また状況によって、その人に適した歯ブラシの選び方をアドバイスいたします。

自宅でできる予防

  • 歯間ブラシ

    歯と歯の間の微細な汚れは、普通の歯ブラシだけでは届かないことも考えられます。そこで当院では、歯間ブラシやデンタルフロスを用いて、汚れを細かく取り除くことを推奨しています。ただ、それぞれ使い方にコツが必要なので、最初に当院での指導を受けることをおすすめしています。ぜひ積極的に日々のルーティンに組み込んで、口腔内を細菌の少ない状態に維持しましょう。

  • フッ素入り歯磨き粉

    フッ素入りの歯磨き粉は虫歯予防に有効です。また市販品でも確かな効果が見込める商品も増えてきました。しかし、患者様の中には使い方を間違っている方もいらっしゃいます。フッ素の効果を十分に引き出すためには、歯磨き後に何度も口をすすぐのは厳禁です。わずかな水(5~15ml)で少しだけすすぐようにしましょう。正しいうがいを徹底するとフッ素効果を十分に得られるようになります。

  • デンタルリンス

    正しいデンタルリンスを選べば、確かな虫歯や歯周病予防効果が期待できます。
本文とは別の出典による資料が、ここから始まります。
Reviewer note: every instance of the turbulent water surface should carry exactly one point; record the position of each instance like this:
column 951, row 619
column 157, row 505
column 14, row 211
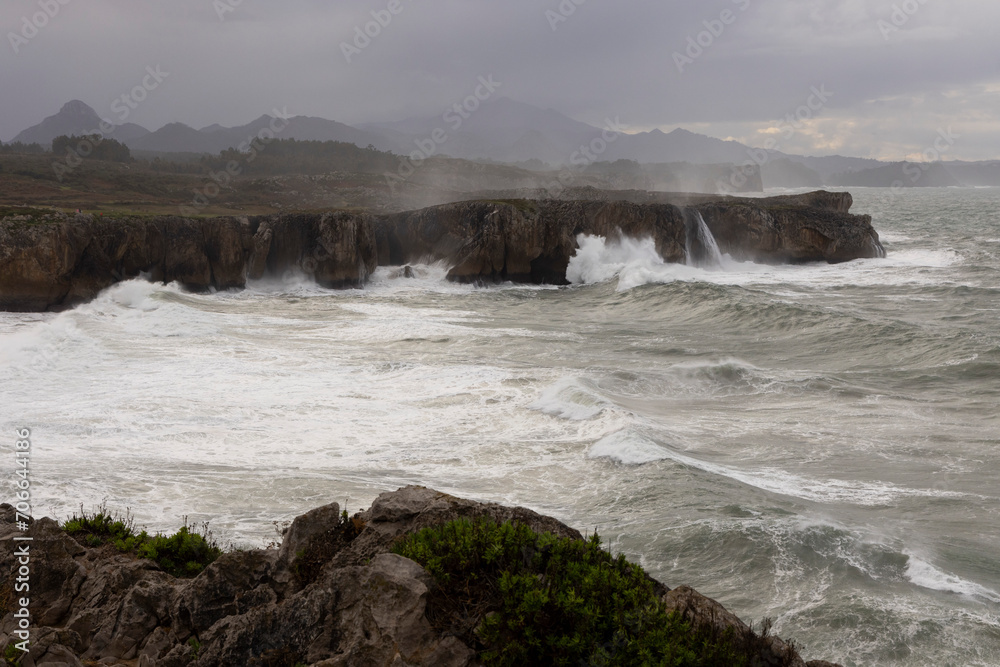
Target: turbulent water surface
column 817, row 444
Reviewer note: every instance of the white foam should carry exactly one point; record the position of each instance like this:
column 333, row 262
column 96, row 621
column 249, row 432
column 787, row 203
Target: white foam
column 925, row 575
column 627, row 447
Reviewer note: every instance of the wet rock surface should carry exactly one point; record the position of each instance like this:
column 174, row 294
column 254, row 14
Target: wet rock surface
column 332, row 595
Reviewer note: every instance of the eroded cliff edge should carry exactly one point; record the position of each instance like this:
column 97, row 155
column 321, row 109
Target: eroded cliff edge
column 58, row 261
column 361, row 604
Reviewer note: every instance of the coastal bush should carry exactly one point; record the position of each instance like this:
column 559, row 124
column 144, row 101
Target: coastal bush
column 184, row 554
column 523, row 597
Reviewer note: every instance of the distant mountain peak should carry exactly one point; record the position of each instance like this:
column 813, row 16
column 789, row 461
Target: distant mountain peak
column 77, row 108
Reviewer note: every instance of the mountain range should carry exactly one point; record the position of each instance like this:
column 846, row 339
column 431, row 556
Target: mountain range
column 507, row 131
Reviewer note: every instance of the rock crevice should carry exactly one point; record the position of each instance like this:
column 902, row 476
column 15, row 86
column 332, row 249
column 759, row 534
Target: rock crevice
column 358, row 604
column 60, row 261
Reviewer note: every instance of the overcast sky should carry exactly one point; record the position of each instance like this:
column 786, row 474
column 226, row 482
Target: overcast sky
column 894, row 85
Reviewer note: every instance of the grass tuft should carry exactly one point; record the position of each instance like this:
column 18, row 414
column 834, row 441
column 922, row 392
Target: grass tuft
column 184, row 554
column 523, row 597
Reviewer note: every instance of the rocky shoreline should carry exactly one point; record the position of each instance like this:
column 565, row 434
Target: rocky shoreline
column 360, row 604
column 58, row 261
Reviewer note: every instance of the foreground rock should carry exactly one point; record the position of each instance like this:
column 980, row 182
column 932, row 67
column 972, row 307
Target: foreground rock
column 61, row 261
column 533, row 241
column 331, row 595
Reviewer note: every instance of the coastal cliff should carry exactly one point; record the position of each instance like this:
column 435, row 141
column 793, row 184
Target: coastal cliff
column 335, row 593
column 57, row 261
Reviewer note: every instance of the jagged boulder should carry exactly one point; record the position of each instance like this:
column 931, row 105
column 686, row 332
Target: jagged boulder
column 533, row 241
column 57, row 262
column 333, row 595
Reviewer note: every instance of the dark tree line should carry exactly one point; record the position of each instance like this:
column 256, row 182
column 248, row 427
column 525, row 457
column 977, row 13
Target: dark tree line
column 92, row 147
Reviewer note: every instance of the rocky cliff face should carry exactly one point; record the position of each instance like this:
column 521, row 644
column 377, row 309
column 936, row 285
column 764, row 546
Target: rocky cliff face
column 532, row 241
column 60, row 261
column 322, row 599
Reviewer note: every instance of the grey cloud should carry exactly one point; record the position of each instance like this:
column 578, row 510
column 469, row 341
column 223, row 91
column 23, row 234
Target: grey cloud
column 606, row 59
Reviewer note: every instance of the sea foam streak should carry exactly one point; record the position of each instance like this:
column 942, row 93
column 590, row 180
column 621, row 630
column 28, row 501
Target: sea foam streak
column 925, row 575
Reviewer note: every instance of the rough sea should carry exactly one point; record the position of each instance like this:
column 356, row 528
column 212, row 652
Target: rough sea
column 817, row 444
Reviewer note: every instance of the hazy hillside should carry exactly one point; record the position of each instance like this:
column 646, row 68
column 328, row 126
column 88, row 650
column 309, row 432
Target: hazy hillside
column 76, row 118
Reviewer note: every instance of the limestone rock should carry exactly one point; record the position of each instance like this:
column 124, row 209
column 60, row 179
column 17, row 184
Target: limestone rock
column 361, row 606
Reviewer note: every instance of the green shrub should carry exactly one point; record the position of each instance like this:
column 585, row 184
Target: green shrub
column 184, row 554
column 541, row 599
しかし、デンタルリンスは爽快感、抗菌効果、口臭対策などさまざまな用途に分かれているので、どれを選んで良いのか迷う方もいらっしゃるかもしれません。そこで当院では、患者様の口腔内の現状に合わせて、適切なデンタルリンスの選び方をアドバイスいたします。

定期検診を受けましょう

虫歯と歯周病は、お口の中の細菌によって起こる感染症です。これを踏まえると、お口の中に極力細菌が繁殖しにくい状態を作ることが大切です。毎日の歯磨きは重要ですが、どうしても除去できない歯垢があり、歯垢は次第に歯石となってさらに落とせなくなります。
そのため当院は、定期検診を受けられるようにおすすめしています。歯科医院だからこそ使える機器を駆使しながら、お口の中の異常をいち早く見つけるようにしましょう。